Note that RDSv3 does not support unconfiguring HCAs. If the system has an RDSv3 driver installed at the time of DR, unconfiguring the HCA fails with an error message such as the following example for ib::rdsv3,0.

# cfgadm -c unconfigure ib::rdsv3,0
This operation will suspend activity on the IB device
Continue (yes/no)? yes
cfgadm: Hardware specific failure: unconfigure operation 
failed ap_id: /devices/ib:fabric::rdsv3,0

# cfgadm -c unconfigure PCI-EM0
cfgadm: Component system is busy, try again: unconfigure failed

Workaround:

Remove the RDSv3 driver and reboot the system before performing the HCA DR operation.

# rem_drv rdsv3
Device busy
Cannot unload module: rdsv3
Will be unloaded upon reboot.

# init 6

The following table describes fabric diagnostic tools.

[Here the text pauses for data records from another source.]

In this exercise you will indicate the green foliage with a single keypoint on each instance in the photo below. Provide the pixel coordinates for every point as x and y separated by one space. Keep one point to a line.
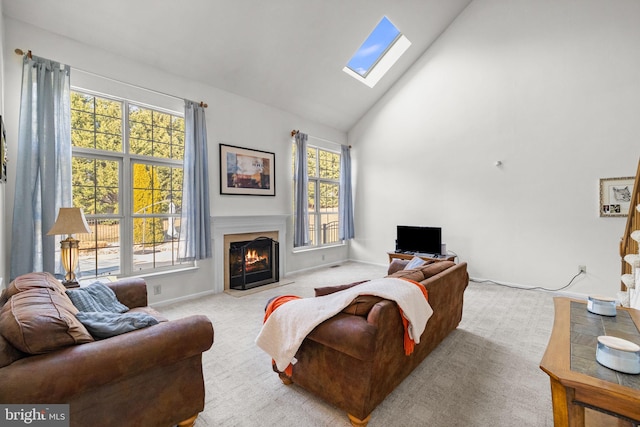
146 230
97 123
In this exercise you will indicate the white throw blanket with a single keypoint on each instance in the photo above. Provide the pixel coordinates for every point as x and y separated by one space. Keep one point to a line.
285 329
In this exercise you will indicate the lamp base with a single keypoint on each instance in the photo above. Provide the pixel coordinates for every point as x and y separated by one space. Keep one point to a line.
71 284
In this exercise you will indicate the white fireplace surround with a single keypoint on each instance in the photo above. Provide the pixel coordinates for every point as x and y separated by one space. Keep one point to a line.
224 225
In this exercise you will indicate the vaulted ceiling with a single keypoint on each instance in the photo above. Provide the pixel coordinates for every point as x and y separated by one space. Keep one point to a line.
285 53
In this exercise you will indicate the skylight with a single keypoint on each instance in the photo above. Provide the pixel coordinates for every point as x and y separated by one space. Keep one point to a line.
377 54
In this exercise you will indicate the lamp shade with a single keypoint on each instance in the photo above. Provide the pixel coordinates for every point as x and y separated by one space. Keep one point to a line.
70 221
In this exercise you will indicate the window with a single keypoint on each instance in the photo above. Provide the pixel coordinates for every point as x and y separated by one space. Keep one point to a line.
382 48
323 168
127 177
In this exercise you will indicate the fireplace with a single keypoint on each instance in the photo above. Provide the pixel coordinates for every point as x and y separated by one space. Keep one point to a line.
253 263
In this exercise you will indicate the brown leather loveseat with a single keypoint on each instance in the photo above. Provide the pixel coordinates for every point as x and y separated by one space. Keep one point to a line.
146 377
356 358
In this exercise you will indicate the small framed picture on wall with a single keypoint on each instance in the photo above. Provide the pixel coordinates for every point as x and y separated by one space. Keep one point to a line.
615 196
245 171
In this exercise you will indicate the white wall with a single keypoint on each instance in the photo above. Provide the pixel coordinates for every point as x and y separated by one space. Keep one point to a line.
231 120
552 89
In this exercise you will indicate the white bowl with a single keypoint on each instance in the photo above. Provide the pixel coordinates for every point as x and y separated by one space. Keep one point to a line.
602 305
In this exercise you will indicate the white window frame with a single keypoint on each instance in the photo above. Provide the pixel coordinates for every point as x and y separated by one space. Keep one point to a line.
125 183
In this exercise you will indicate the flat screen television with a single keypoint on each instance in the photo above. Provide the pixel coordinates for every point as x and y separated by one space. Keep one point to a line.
427 240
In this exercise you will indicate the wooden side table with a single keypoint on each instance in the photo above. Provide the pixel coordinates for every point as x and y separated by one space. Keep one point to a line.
402 255
578 381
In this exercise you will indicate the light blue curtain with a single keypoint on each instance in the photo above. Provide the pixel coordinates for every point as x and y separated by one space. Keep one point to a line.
300 192
43 165
345 214
195 222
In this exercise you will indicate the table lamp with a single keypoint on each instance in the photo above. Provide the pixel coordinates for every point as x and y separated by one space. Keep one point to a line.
70 221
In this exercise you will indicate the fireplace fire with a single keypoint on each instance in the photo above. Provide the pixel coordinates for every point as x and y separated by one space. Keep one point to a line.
253 263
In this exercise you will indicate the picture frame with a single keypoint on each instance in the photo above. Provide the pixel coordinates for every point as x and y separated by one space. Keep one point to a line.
245 171
615 196
3 152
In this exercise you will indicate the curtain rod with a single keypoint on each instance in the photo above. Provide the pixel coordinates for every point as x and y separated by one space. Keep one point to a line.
20 52
295 132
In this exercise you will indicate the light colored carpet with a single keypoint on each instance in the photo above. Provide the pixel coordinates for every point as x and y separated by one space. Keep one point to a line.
484 374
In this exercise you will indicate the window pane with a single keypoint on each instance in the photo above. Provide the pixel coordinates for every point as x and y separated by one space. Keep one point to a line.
154 189
312 162
96 122
329 228
157 134
100 250
329 165
151 248
370 52
328 197
312 230
95 185
311 192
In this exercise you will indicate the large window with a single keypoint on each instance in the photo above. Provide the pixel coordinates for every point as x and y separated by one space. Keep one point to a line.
127 177
323 168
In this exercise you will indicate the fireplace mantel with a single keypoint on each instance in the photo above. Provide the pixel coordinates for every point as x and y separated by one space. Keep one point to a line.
225 225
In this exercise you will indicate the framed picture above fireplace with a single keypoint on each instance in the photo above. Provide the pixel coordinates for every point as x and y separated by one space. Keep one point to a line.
244 171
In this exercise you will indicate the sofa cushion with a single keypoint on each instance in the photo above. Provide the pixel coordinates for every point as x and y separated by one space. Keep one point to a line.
415 262
96 297
414 274
362 305
151 312
105 324
41 320
34 280
8 353
434 268
397 264
326 290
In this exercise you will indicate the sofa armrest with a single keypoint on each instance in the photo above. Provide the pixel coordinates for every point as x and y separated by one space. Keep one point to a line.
56 377
130 291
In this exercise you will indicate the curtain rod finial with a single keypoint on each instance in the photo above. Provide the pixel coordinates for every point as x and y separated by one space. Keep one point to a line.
20 52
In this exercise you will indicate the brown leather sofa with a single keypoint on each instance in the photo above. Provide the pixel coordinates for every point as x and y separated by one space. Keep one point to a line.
147 377
356 358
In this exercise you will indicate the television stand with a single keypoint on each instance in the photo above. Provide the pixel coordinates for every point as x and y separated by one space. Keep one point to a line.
426 257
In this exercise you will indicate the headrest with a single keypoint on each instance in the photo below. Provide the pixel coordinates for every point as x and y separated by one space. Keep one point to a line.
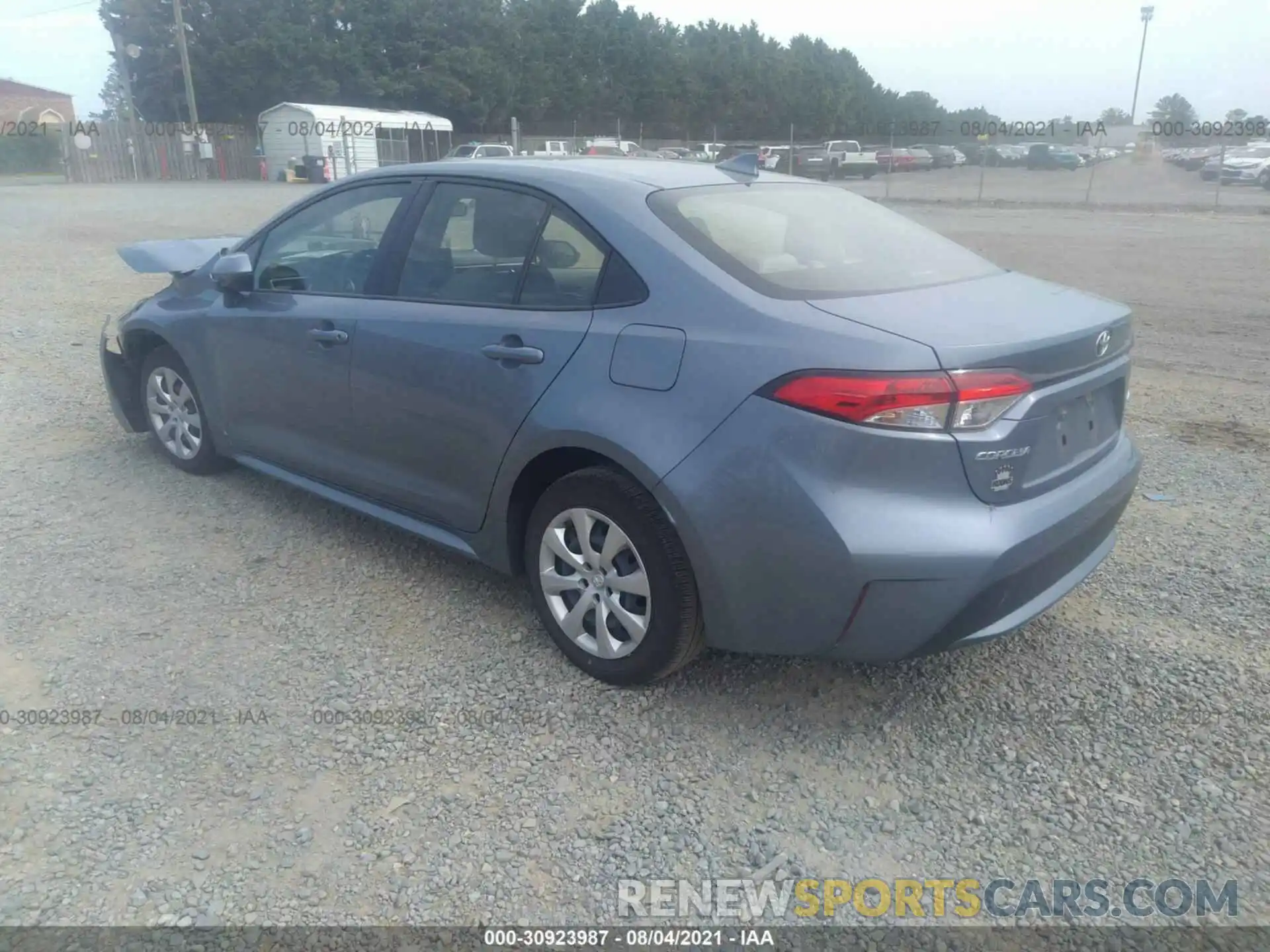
505 226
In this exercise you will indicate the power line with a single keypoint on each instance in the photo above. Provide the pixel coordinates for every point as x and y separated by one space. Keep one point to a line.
56 9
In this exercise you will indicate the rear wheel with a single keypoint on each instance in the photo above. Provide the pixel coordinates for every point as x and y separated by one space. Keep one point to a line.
611 580
177 418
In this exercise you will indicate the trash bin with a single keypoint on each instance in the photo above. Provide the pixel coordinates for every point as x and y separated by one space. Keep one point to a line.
316 169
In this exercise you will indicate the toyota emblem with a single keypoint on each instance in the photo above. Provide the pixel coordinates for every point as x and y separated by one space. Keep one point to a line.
1103 343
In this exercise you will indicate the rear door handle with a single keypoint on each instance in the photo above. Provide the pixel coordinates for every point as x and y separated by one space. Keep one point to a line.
512 352
329 337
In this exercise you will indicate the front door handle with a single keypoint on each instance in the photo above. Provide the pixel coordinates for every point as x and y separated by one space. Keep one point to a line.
329 337
511 350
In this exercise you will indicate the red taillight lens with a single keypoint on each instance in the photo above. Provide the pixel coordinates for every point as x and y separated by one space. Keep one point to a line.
908 400
964 400
982 397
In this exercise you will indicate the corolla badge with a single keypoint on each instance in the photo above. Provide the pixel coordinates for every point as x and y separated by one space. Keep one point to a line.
1101 343
1013 454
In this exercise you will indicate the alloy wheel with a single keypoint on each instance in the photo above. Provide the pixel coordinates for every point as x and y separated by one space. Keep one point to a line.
175 415
595 583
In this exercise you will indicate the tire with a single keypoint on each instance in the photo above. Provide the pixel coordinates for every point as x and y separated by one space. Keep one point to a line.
187 444
607 500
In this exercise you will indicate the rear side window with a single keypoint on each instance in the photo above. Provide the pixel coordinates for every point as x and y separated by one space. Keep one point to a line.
798 241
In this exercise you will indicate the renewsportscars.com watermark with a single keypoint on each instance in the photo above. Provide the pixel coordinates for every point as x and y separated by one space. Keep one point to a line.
926 898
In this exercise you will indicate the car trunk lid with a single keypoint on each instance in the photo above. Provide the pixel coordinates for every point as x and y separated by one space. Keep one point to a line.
1074 347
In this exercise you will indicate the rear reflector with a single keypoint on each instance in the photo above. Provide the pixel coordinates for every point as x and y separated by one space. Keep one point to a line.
963 400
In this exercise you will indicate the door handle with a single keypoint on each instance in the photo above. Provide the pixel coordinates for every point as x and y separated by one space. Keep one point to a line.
329 337
512 352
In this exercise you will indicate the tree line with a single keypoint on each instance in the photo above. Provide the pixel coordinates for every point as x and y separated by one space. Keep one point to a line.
549 63
479 63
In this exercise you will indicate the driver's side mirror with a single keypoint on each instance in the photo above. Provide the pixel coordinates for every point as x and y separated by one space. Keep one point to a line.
234 272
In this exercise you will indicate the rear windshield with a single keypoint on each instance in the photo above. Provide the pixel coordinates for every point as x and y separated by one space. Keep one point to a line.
802 241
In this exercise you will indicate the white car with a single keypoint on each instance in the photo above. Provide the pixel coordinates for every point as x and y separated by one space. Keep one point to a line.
480 150
1248 167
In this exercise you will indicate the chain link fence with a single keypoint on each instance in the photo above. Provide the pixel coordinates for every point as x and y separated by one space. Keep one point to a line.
1100 169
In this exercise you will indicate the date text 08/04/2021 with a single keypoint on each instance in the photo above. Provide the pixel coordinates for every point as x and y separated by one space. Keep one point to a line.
630 938
128 717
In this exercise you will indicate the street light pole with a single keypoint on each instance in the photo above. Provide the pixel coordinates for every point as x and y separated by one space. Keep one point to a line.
1147 13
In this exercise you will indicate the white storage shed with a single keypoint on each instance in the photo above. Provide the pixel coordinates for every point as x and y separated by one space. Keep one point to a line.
353 139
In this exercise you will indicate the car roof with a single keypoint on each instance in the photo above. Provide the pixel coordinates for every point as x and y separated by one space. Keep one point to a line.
587 173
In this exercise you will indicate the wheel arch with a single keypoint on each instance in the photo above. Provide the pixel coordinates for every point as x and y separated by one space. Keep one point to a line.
546 466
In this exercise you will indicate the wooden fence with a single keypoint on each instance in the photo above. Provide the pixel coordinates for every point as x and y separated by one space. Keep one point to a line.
155 151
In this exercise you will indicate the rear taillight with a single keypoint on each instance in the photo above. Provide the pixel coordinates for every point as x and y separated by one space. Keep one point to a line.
963 400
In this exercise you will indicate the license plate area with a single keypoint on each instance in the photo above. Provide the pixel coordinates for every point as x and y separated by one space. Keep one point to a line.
1085 423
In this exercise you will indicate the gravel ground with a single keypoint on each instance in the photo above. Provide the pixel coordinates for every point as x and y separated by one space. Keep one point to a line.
1123 734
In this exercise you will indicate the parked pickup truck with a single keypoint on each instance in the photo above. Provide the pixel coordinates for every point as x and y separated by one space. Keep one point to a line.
846 158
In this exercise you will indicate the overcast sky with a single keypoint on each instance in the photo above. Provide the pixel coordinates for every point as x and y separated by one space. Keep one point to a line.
1025 60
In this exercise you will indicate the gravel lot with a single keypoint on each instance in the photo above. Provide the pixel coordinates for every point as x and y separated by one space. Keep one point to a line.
1118 183
1123 734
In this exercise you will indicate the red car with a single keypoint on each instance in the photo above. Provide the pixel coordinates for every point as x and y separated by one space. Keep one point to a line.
896 160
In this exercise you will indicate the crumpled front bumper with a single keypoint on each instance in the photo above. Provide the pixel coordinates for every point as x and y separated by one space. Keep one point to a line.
122 387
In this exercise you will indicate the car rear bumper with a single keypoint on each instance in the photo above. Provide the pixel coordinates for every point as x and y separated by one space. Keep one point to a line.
812 537
121 386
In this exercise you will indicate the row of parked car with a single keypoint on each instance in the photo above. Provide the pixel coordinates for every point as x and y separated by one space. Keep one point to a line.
833 159
1236 165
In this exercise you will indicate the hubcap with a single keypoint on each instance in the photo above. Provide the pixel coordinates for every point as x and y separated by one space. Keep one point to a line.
595 583
173 413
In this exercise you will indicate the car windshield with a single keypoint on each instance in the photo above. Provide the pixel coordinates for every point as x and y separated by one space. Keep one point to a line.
807 243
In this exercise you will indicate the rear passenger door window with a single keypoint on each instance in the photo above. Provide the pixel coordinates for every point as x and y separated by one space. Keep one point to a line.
473 245
566 267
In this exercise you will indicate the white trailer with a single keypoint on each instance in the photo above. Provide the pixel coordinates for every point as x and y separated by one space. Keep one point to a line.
351 138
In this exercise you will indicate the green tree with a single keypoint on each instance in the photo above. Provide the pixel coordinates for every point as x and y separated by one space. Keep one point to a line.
1174 108
479 63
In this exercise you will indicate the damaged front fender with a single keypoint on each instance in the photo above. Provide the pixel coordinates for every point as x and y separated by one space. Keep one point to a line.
175 257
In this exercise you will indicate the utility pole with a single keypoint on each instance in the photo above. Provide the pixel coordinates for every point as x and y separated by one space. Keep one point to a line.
1147 13
190 85
121 63
185 63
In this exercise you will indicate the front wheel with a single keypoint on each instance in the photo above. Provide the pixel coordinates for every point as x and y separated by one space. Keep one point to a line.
611 580
177 416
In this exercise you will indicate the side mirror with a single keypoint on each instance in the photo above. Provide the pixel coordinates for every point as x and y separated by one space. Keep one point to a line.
234 272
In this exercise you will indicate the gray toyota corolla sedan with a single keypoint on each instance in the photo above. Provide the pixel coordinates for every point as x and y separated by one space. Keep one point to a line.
695 405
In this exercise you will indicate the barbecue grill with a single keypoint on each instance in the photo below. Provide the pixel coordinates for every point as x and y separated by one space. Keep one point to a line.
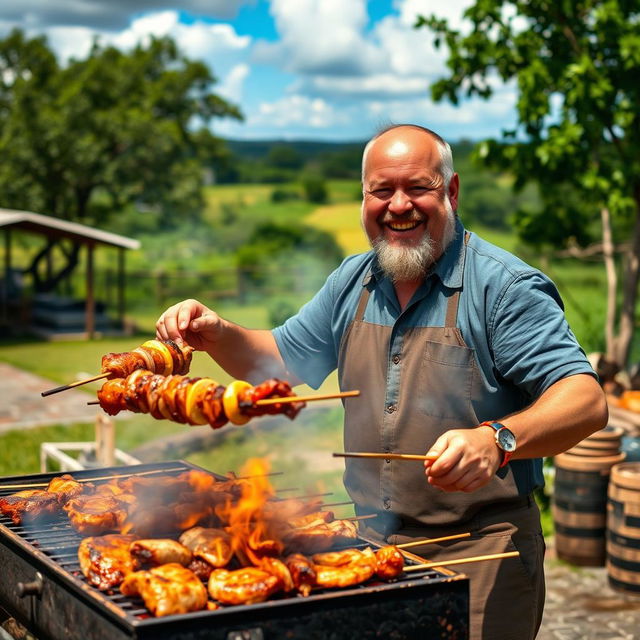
41 585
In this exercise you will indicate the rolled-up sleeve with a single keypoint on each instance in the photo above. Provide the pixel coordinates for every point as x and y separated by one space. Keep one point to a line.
306 340
532 342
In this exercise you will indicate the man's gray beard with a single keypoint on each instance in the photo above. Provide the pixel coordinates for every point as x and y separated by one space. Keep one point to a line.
408 264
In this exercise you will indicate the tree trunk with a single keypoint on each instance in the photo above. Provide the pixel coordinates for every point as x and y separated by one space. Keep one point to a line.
631 273
612 284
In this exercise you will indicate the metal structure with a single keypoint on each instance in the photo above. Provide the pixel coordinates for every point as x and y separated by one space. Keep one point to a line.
43 588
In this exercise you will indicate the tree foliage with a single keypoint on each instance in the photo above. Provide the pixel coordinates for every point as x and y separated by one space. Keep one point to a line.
82 141
575 66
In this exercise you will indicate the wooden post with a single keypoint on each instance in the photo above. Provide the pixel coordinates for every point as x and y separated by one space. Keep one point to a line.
105 440
90 308
7 276
121 286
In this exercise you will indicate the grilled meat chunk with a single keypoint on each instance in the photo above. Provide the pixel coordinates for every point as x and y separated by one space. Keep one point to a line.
166 590
29 505
159 551
65 487
302 572
106 560
96 514
211 545
243 586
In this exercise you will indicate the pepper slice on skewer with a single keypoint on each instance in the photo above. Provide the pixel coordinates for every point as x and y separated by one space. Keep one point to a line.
194 401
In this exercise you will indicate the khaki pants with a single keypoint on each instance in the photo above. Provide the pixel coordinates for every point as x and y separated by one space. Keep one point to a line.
506 596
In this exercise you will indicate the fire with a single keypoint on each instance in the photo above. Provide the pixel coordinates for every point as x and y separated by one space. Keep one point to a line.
254 537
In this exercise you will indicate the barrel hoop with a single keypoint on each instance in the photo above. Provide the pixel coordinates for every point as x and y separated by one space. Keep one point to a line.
623 586
626 565
623 541
580 477
572 505
596 532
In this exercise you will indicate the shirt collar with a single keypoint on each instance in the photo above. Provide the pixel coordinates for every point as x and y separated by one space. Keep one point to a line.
449 268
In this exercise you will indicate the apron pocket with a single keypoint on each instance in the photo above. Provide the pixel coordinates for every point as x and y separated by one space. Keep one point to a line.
446 377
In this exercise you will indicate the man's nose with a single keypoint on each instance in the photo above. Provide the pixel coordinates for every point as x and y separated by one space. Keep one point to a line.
400 203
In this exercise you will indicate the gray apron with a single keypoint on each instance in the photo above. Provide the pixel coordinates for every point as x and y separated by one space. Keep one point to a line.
437 381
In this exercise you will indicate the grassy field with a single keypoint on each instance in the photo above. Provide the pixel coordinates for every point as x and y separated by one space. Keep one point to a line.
301 448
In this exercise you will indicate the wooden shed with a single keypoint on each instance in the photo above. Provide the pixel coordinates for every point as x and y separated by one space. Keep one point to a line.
67 246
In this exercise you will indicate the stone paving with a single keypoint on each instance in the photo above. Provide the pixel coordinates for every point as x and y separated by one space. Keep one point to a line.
580 604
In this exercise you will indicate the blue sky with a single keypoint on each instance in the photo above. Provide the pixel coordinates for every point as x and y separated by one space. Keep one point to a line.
331 70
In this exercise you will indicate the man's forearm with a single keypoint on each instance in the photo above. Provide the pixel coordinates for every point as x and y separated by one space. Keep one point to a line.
248 354
566 413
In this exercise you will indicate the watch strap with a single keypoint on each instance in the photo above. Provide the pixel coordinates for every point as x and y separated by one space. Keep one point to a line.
496 426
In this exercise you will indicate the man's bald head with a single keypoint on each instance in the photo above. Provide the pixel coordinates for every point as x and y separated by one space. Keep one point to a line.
446 157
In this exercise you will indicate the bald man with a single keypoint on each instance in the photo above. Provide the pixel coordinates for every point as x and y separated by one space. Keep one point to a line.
459 349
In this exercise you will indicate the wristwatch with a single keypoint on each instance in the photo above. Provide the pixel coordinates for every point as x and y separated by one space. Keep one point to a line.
505 440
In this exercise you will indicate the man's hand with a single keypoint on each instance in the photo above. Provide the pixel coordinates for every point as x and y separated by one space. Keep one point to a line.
191 322
467 459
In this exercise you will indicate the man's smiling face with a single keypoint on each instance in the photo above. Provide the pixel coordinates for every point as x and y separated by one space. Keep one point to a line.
405 205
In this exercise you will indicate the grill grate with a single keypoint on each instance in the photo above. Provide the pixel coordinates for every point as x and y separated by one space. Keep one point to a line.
54 545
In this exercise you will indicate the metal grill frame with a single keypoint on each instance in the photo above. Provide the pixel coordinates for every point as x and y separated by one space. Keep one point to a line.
68 607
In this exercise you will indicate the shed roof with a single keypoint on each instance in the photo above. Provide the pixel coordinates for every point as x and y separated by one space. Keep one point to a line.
47 225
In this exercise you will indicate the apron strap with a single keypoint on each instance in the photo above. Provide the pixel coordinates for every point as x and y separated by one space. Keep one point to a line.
364 298
454 299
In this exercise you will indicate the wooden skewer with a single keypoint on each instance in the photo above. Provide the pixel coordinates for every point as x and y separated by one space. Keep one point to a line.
326 396
386 456
268 401
71 385
447 563
113 477
418 543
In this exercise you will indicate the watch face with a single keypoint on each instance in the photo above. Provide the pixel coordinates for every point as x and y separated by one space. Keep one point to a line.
506 440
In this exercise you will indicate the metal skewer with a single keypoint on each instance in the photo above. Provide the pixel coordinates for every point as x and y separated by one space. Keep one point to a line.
71 385
112 477
418 543
384 456
326 396
446 563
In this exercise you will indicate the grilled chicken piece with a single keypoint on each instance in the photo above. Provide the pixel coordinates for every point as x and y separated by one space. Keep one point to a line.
302 572
29 505
166 590
244 586
159 551
320 536
211 545
344 568
96 514
65 487
389 562
106 560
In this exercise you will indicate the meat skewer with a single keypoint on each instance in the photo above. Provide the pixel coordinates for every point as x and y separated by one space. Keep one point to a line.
384 456
198 401
163 357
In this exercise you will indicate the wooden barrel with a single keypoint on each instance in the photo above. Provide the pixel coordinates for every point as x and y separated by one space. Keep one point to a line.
623 528
579 507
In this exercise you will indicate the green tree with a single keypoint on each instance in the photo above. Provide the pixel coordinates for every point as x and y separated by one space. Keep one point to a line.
82 141
575 65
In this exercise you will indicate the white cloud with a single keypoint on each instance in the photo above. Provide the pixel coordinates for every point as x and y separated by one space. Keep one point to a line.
233 83
107 15
320 37
296 110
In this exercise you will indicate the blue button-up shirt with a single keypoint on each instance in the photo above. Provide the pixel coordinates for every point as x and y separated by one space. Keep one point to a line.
510 314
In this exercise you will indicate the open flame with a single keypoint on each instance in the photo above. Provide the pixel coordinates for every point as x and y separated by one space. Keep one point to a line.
254 537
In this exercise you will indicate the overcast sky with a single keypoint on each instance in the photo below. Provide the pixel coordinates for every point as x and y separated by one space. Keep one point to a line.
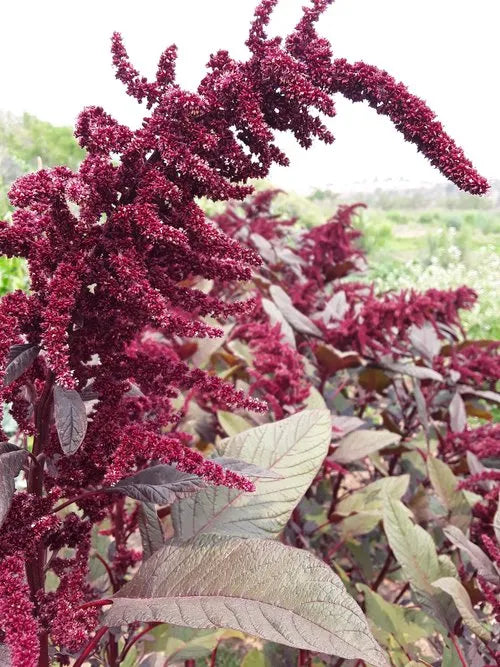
55 59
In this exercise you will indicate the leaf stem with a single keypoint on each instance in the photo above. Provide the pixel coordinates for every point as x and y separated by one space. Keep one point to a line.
90 646
461 656
383 571
135 639
75 499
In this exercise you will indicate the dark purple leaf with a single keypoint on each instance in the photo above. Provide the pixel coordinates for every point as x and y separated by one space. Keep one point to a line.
244 468
161 484
425 340
11 462
478 558
20 359
70 417
458 415
294 317
491 396
150 528
421 406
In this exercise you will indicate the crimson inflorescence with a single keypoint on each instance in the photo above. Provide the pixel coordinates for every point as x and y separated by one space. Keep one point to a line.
116 252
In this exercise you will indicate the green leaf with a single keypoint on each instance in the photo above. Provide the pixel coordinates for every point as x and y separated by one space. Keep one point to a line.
371 497
412 545
294 448
257 586
461 598
458 414
176 644
161 484
445 485
415 551
407 625
359 444
150 528
231 423
359 524
478 558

Table 4  Fabric Diagnostic Tools
Command
Description
ibdiagnet
Performs a diagnostic check of the entire fabric
ibaddr
Queries an InfiniBand address or addresses
ibnetdiscover
Discovers remote InfiniBand topology
ibping
Validates connectivity between IB nodes
ibportstate
Queries the physical port state and link speed of an IB port
ibroute
Displays InfiniBand switch forwarding tables
ibstat or ibsysstat
Queries the status of an InfiniBand device or devices or the status of a system on an IB address
ibtracert
Traces an IB path
perfquery or saquery
Queries IB port counters or sIB subnet administration attributes
sminfo
Queries the IB SMInfo attribute
smpquery or smpdump
Queries or dumps IB subnet management attributes
ibcheckerrors or ibcheckerrs
Validates the IB port (or node) or IB subnet and reports errors
ibchecknet, ibchecknode, or ibcheckport
Validates the IB subnet, node or port and reports errors
ibcheckportstate, ibcheckportwidth, ibcheckstate, or ibcheckwidth
Validates IB ports that are linked up but not active, ports for 1x (2.0 Gbps) link width, ports in the IB subnet that are linked up but not active, or lx links in the IB subnet
ibclearcountersibclearerrors or ibclearerrors
Clears port counters or error counters in the IB subnet
ibdatacounters, or ibdatacounts
Queries for data counters in the IB subnet or IB port data counters
ibdiscover.pl
Annotates and compares IB topology
ibhosts
Displays IB host nodes in the IB topology
iblinkinfo.pl or iblinkinfo
Displays link information for all links in the fabric
ibnodes
Displays IB nodes in the topology
ibprintca.pl
Displays either the CA specified or the list of CAs from the ibnetdiscover output
ibprintrt.pl
Displays either the specified router or a list of routers from the ibnetdiscover output
ibprintswitch.pl
Displays either the specified switch or a list of switches from the ibnetdiscover output
ibqueryerrors.pl
Queries and reports non-zero IB port counters
ibrouters
Displays IB router nodes in the topology
ibstatus
Queries the basic status of IB devices
ibswitches
Displays IB switch nodes in the topology
ibswportwatch.pl
Polls the counters on the specified switch or port and reports the rate of change information
set_nodedesc.sh
Sets or displays the node description string for IB Host Controller Adapters (HCAs)
dump2psl.pl
Dumps the PSL file based on the opensm output file that is used for credit loop checking
dump2slvl.pl
Dumps the SLVL file based on the opensm output file that is used for credit loop checking
ibis
An extended TCL shell for IB management in-band services

Note -  The fabric diagnostic tools mentioned in the table are not supported from virtual functions (VFs).